Tubuhnya tanpa sadar mendekat, menginginkan lebih darinya tanpa rasa malu.

“Chup, chuup… gulp.”

Suara cabul dari saliva yang bercampur memenuhi ruangan saat Victoria dengan semangat menelan semuanya, menikmati momen yang penuh kebahagiaan.

“Hah… Bahkan sekarang, aku masih merasa tidak puas. Bukan denganmu—tetapi dengan diriku sendiri.”

Siapa yang tahu berapa lama waktu telah berlalu?

Victoria akhirnya melepaskan diri, terengah-engah.

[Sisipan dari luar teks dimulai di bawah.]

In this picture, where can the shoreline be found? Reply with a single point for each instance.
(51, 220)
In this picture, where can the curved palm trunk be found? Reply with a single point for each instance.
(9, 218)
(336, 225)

Meski dia setengah naga dengan sifat posesif yang kuat, ia hampir menciumnya cukup lama hingga membuatnya tercekik.

Saat benang perak saliva menghubungkan bibir mereka dan aroma tubuh mereka menyatu, Victoria tidak bisa tidak merasa betapa intimnya semua ini.

“Hehe…♡ Kini kau telah berbagi ciuman pertamamu denganku, Astal.”

Victoria menatapnya dengan napas yang hangat dan mata yang berapi-api, menunjukkan benang saliva di antara bibir mereka.

“Hanya sebuah ciuman, tapi rasanya tubuhku hampir tak kuasa… Betapa menawannya pria yang membuatku merasakan kenikmatan yang begitu intens.”

Mengingat ciuman itu, Victoria menjilat bibirnya, merasakan sedikit manis yang masih tersisa.

“Sama seperti kau menyelamatkanku… Aku juga ingin menyelamatkanmu.”

Chuu, chuup… ♡

Kali ini, ia menciumnya kembali dengan suara terdengar, menandai keberadaan dirinya sebagai pasangannya.

“Walaupun aku kurang berani untuk mengatakannya sekarang…”

Dengan sentuhan lembut tetapi penuh ketulusan, ia mulai membuka kancing bajunya, tangannya sedikit bergetar saat ia berbicara.

“Jika kau ingin tahu alasan di balik tindakanku, itu karena cinta. Suatu hari, aku ingin mengatakannya dengan percaya diri.”

Cinta—itulah kebenaran sederhana.

Meninggalkan kata-kata itu, Victoria menekan lidahnya kembali ke dalam mulut Astal, menciumnya dalam-dalam dan menggoda lebih berani daripada sebelumnya.

Ia percaya inilah satu-satunya cara untuk mengungkapkan perasaannya yang tak terucapkan.

Ciuman pertama antara Astal dan Victoria terasa manis dan sedikit asin, seperti popcorn karamel.